Kuzu, substantif qui ne dit pratiquement rien aux non initiés. Mais ce terme renvoie un mode de vie stigmatisant de la société kinoise. Les Kuzu emplissent les quartiers populaires de la capitale de la RDC. Ce sont de nouveaux havres de sexe à bas prix.   Le phénomène prend des allures sérieuses à Kinshasa.

Dans un coin obscur, ouvert ou couvert, des couples se livrent à des fantasmes sexuels, peu importe l’inconfort de l’endroit. C’est une sorte de version dégradante de maisons de passe que l’on retrouve dans les quartiers populaires de Kinshasa qui reçoivent sous le couvert de l’anonymat des couples de toutes les couches sociales qui se veulent discrets.

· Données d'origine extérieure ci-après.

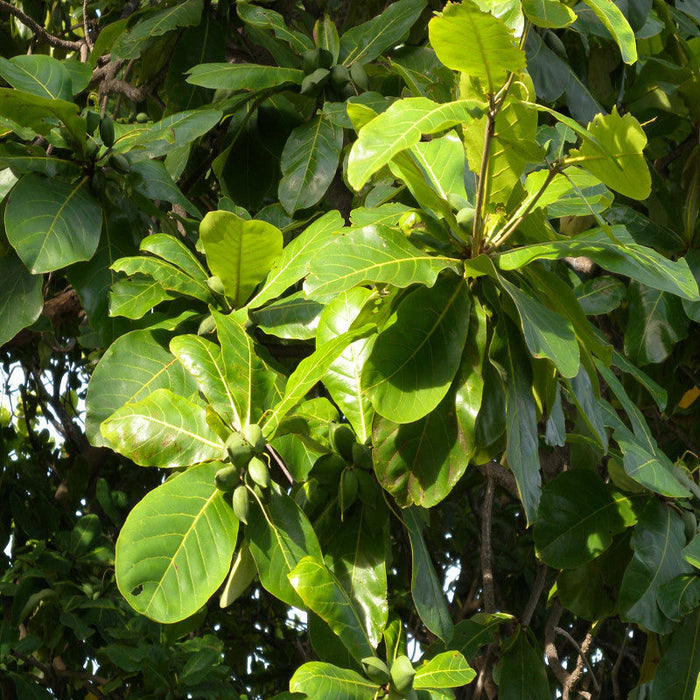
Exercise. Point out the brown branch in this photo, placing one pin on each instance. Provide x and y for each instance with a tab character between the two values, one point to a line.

Dans les bas quartiers de Kinshasa où la fréquentation des hôtels appropriés relève d’une prouesse pour des gagnes-petits, ceux-ci ont fini par trouver la parade. Les « Kuzu » leur servent d’exutoire pour noyer leur appétit sexuel à peu de frais. Un abonné de ces lieux secrets raconte : « Pour un 1000FC ou un 2000FC, je peux me taper une soirée entière avec ma partenaire ». A Kingabwa, quartier de la commune de Limte, où il réside, il fréquente régulièrement un « Kuzu » situé sur le la route Poids lourd. Avec sa pute d’un soir, Pablo n’a généralement pas du mal à repérer le site dissimulé derrière des arbustes et des mauvaises herbes. Un gardien monte la garde et semble reconnaitre ces clients… les initiés. C’est une cabane couverte par des cartons, des bâches, des tôles usées, des plaques et des reliquats des planches. Le temps de glisser la monnaie à la sentinelle et le tour est joué ; pas de lumière, dans le noir, des couples. « Nous nous retrouvons souvent par dizaines. Chacun s’occupe de ses oignons. Tout est fait dans le noir. Difficile de dévisager votre voisin immédiat », confie un autre « Kuziste ». Et tout se passe sur des chaises en plastique, dans un silence troublé par de petits grognements de plaisir et des respirations, on ne peut plus contrôlés, pour ne pas trop attirer l’attention des autres couples sur soi. L’anonymat règne en maître dans ces coins sexuels perdus.

Prostitution à Kinshasa

Même en plein ébat sexuel, les couples ont toujours l’œil rivé sur les vêtements, ou mieux, les dessous. Une main baladeuse peut toujours passer par là, scène apocalyptique traduisant le niveau de perversion qui gangrène Kinshasa. Au quartier 20 mai près du stade Tata Raphaël, les Kuzus pullulent. Les « shégués »,ces enfants de la rue ayant quitté leurs familles, ont érigé des gîtes à l’aide d’amas des trucs récupérables. La prostitution y est aux antipodes de la décence la plus élémentaire. Des clients orientés vers ces « Kuzus » s’en sortent souvent dépouillés de leurs biens.

On le surnomme Mackenzie, c’est une sorte de steward d’un Kuzu bien connu « des initiés naturellement « de la commune de Lingwala. « la bière est à 1500 FC au lieu de 1.300 FC et vous devez en acheter deux, une pour votre partenaire aussi, et vous avez tout votre temps pour être en intimité », assure-t-il ce soir-là à un client. Mais quelques minutes après, quatre policiers entrent en trombe dans le Kuzu et embarquent quelques couples surpris en plein ébat dans le noir. C’est la débandade dans le Kuzu. Mackenzie se dérobe, mais revient quelques minutes après la rafle de la police. « Ces policiers ont besoin d’être soudoyés pour nous laisser tranquille. Car, les hôteliers se seraient pleins au près de l’autorité communale de la diminution du nombre de leurs clients qui semblent se contenter des Kuzu », indique le steward.

En fait, les Kuzus reçoivent tout le monde, allant des autorités du pays aux plus petits gagne-pains. « Il n’y a point de sagesse en dessous de la culotte », dit l’adage. Les tenanciers de havres de sexe bon marché font fortune. Ainsi va la vie à Kinshasa.